= James Deacon Hume =

English official, economic writer and advocate of free trade

James Deacon Hume (1774 – 1842) was an English official, an economic writer and advocate of free trade.

==Life==
The son of James Hume, a commissioner and afterwards secretary of the
customs, he was born at Newington, Surrey, on 28 April 1774, and educated at Westminster School. In 1791 he became an indoor clerk in the custom house in Thames Street, London.

A report which Hume wrote for the commissioners attracted the notice of William Huskisson, and he was appointed as controller of the customs. In 1822 he brought up the idea of consolidating the laws of the customs, and at the end of the year the Treasury excused him from ordinary duties for three years to pursue the work. The customs laws dated from the reign of Edward I of England and comprised 1500 statutes. Hume reduced them to ten: these ten Acts of Parliament received the royal assent in July 1825. Hume edited them with notes and indices. He was rewarded for his labour by a public grant of £6,000, which he then lost by a bad investment.
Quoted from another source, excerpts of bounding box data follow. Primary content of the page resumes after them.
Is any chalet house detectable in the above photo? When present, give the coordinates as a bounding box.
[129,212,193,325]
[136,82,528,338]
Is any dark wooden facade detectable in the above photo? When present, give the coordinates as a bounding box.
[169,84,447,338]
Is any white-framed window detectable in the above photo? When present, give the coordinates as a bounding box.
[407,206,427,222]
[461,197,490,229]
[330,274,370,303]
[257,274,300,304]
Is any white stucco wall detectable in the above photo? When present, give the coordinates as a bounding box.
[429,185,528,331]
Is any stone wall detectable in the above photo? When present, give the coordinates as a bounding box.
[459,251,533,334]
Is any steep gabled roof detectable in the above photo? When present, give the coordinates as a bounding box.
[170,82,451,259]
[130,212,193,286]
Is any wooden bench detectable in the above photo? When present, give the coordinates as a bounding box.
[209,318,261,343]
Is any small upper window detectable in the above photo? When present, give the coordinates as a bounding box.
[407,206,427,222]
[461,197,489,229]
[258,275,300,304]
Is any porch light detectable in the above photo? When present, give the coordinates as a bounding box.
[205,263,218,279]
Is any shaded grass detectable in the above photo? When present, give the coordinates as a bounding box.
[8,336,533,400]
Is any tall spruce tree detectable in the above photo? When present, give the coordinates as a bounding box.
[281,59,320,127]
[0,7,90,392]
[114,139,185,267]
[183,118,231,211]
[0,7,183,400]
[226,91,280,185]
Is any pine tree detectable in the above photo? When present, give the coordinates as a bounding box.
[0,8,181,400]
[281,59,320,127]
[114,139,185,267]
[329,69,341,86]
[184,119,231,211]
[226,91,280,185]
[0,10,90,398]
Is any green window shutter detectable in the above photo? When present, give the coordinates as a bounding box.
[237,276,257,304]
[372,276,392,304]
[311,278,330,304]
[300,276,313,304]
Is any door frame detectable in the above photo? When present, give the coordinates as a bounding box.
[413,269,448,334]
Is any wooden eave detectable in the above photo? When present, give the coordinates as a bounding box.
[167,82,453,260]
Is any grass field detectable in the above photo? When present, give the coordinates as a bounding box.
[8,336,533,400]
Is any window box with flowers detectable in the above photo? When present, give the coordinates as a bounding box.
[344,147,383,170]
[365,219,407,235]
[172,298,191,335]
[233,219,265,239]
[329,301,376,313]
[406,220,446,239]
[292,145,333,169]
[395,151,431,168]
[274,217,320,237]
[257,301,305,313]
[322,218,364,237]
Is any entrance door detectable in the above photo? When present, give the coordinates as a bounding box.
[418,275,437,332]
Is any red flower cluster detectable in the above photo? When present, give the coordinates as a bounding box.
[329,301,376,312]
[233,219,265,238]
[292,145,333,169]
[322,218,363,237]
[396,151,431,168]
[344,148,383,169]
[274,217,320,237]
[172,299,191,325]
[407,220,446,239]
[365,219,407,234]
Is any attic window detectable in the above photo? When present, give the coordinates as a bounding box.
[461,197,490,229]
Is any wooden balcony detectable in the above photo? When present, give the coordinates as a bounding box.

Hume was, in 1828, appointed joint secretary of the Board of Trade, and became assistant to Huskisson. From Hume had been employed on preparing a parliamentary bill regulating the silk duties. In 1831 he made an official tour through England, collecting information about silk manufacture, and in March 1832 he gave evidence before a committee of the House of Commons on the silk duties. He gave further evidence before another committee in 1840, and expressed a strong opinion against protective duties. He assisted Thomas Tooke in establishing the Political Economy Club, and from its founding in 1821 until 1841 attended its meetings regularly, and spoke repeatedly on free trade. The Customs' Benevolent Fund, originated in 1816 by Charles Ogilvy, was carried out by Hume, who was the first president. He advocated life assurance, and was one of the founders of the Atlas Assurance Company in 1808, and its deputy chairman to his death. In June 1835 he gave evidence before a committee on the timber duties, which were gradually reduced.

Hume was associated as trustee of some private property with Henry Fauntleroy, and in September 1824 found that Fauntleroy had forged his name to a letter of attorney by which £10,000 had been abstracted from the estate. The trial and execution of Fauntleroy followed

Hume retired from the Board of Trade in 1840, and went to live at Reigate. He received a pension of £1,500 a year. In the same year he gave evidence on the corn laws and on the duties on coffee, tea, and sugar, and his opinions in favour of the abolition of these duties quoted by Sir Robert Peel and other politicians.

Hume lost his savings by poor investments. He died of apoplexy at Great Doods House, Reigate, on 12 January 1842, and was buried in Reigate churchyard. His death was mentioned by Peel on 9 February in the House of Commons.

==Works==
Hume was the author of:

- Thoughts on the Corn Laws, as connected with Agriculture, Commerce, and Finance, 1815.
- The Laws of the Customs, 6 Geo. IV, c. 106-16, with notes, 1825–32, six parts.
- The Laws of the Customs, 3 & 4 Gul. IV, c. 50-60, with notes, 1833–6, three parts.
- Letters on the Corn Laws, by H. B. T., 1834; another edit., 1835.
- Corn Laws. The Evidence of J. D. Hume on the Import Duties in 1839, 1842.

In 1833-4 Hume sent seven letters to the Morning Post entitled Rights of the Working Classes. They were reprinted at the request of Sir Benjamin Hawes, and reached a second edition.

==Family==
Hume married, on 4 June 1798, Frances Elizabeth, widow of Charles Ashwell of Grenada, and daughter of Edward Whitehouse of the custom house and a gentleman usher at the Court of St. James's. She died at East Bergholt, Suffolk, on 31 May 1854, leaving twelve children by Hume.